Amina Tyler è tunisina, ha 19 anni e un grande coraggio. A marzo scorso ha pubblicato su facebook una foto in topless con la scritta sul petto:  “Il mio corpo appartiene a me e non è la fonte dell’onore di nessuno”. Nei giorni successivi la ragazza è stata picchiata e minacciata di morte. Il predicatore wahabita Almi Adel, capo della commissione per la promozione della virtù e la repressione del vizio, ha chiesto la condanna della giovane alla pena capitale per lapidazione, “per la gravità dell’atto commesso”. Amina però non si è arresa e ha pubblicato una nuova foto sul sito dell’organizzazione Femen, ancora una volta a torso nudo e con la scritta: “Mai più lezioni di moralità”. 

Poi il primo maggio è stata arrestata a Tunisi, durante la manifestazione della Festa dei Lavoratori, ed ora si trova in carcere. Le accuse iniziali nei suoi confronti sono cadute: il capo d’imputazione era detenzione di arma esplosiva, perché Amina al momento dell’arresto aveva con sé uno spray urticante anti-aggressione.  Fuori dall’aula del tribunale di Kairouan, dove Amina è stata chiamata a rispondere delle accuse, si sono radunate circa 200 persone, per lo più religiosi salatiti, che hanno chiesto la sua condanna per reati come istigazione alla violenza, disordine pubblico e offesa alla morale. Tutte queste accuse fortunatamente sono state respinte.

“Il Tribunale si è comportato come un buon esecutore della legge, un buon inizio che ci dà speranza”, ha detto l’avvocato della Tyler,  il trentenne Hajer Hazzar. Amina, però, rimarrà in carcere fino al 5 giugno e, una volta uscita, dovrà fare i conti con l’ira dei salatiti e con il maschilismo ancora troppo radicato nella società tunisina. “Il suo gesto potrebbe causare un’epidemia – ha detto l’imam Almi Adel riferendosi ad Amina –. Potrebbe essere contagioso e far venire la stessa idea ad altre donne”. Ed è proprio questo che i difensori di un integralismo religioso misogino temono di più: la diffusione della libertà d’espressione e di disporre liberamente del proprio corpo.

Il paese dove è nata la “primavera araba”, con il suicidio dell’ambulante Mohammed Bouazizi e le prime rivolte giovanili di fine 2010, vive infatti una profonda contraddizione: molti di quelli che hanno contribuito alla caduta del regime di Zine el Abidine ben Ali, rivendicando i diritti civili e la libertà dalla “dittatura”, continuano ad essere strettamente legati a correnti islamiche integraliste, come quella salafita che vorrebbe imporre la legge coranica nel Paese.
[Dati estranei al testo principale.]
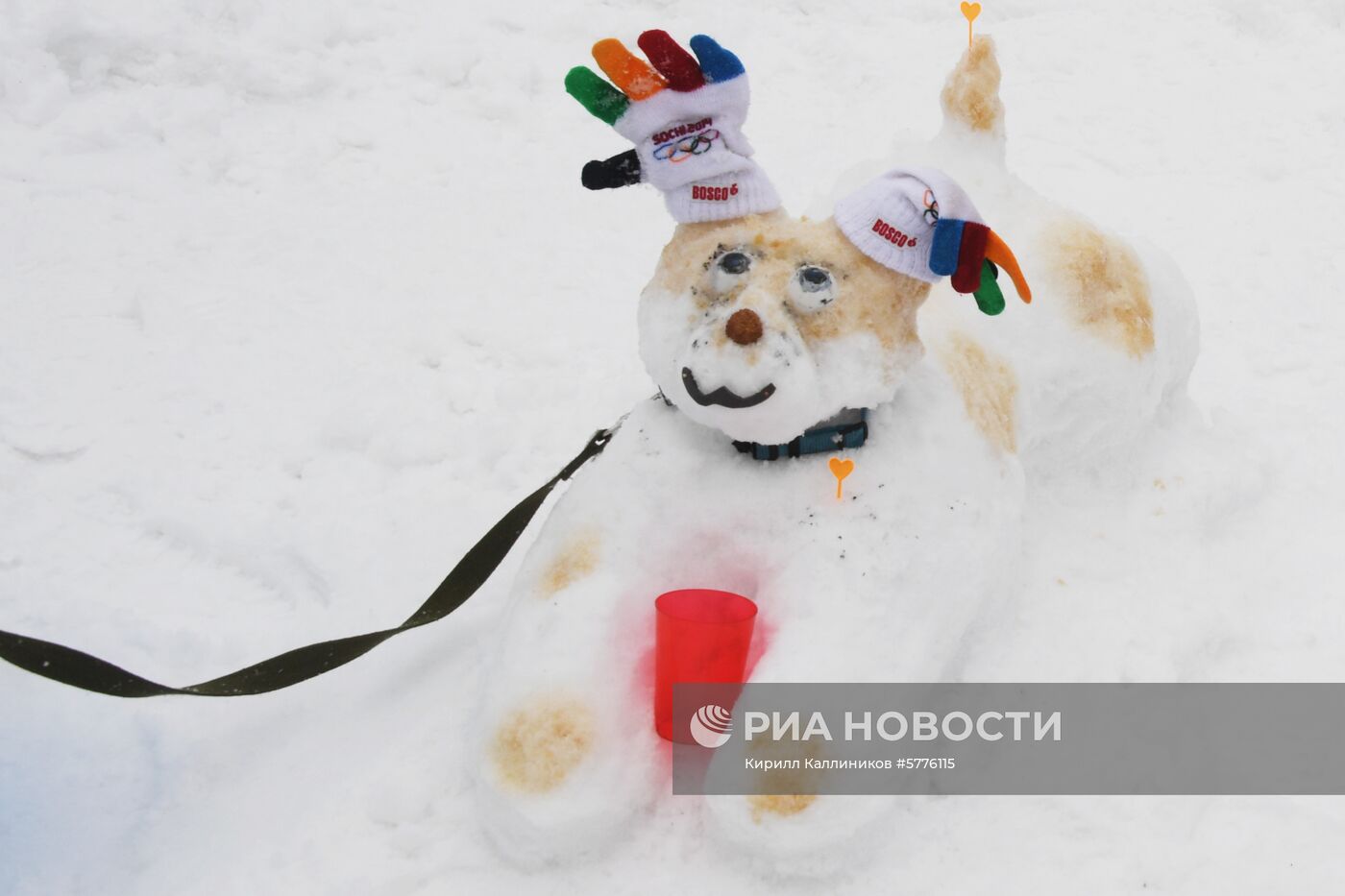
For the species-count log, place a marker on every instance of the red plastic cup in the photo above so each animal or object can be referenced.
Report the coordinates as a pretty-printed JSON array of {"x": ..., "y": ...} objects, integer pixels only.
[{"x": 702, "y": 637}]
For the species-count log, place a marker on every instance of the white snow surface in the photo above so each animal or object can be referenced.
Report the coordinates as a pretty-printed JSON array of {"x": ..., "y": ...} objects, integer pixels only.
[{"x": 298, "y": 299}]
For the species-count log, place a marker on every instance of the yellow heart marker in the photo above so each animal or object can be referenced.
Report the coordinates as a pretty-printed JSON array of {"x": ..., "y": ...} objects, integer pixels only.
[
  {"x": 841, "y": 469},
  {"x": 970, "y": 11}
]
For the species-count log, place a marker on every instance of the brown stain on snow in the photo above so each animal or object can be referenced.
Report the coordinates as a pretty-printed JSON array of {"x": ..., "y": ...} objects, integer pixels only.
[
  {"x": 574, "y": 563},
  {"x": 537, "y": 747},
  {"x": 989, "y": 389},
  {"x": 971, "y": 91},
  {"x": 1105, "y": 284}
]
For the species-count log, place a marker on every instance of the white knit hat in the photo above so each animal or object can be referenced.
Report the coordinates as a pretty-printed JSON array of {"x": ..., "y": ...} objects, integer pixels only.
[
  {"x": 892, "y": 218},
  {"x": 920, "y": 224}
]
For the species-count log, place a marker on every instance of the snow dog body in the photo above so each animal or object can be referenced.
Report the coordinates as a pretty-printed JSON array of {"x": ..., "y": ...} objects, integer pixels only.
[{"x": 759, "y": 328}]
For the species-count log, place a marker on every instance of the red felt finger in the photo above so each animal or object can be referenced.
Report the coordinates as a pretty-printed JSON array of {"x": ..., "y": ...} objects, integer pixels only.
[
  {"x": 672, "y": 62},
  {"x": 972, "y": 252}
]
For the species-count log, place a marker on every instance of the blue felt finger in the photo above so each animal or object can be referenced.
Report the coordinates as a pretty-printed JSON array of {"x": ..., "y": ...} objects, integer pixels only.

Il nuovo parlamento tunisino è composto per il 50% da donne e le figure femminili stanno acquisendo un peso crescente nella vita politica dello Stato, tuttavia per una vera uguaglianza tra i generi la strada da fare è ancora lunga.

“Le donne e le ragazze tunisine erano in prima fila nei cortei che chiedevano la caduta del regime del dittatore Ben Ali e la fine della sua macchina di repressione”, scrive la femminista tunisina Rafiqa Mahjoub in un editoriale pubblicato recentemente dal quotidiano al Shuruq. “Le abbiamo viste sfilare con coraggio e senza paura per la liberazione dei detenuti politici ed ora vengono ripagate con proposte come la reintroduzione della poligamia (avanzata da alcuni esponenti del partito islamico moderato Ennahda, al potere)”.  In Tunisia, come in altri Paesi del Nord Africa, la lotta per i diritti delle donne e la parità dei sessi non può essere separata da quella per la democrazia e i diritti economici. Anzi è proprio attraverso la liberazione e l’emancipazione della donna che si affermano i veri valori democratici.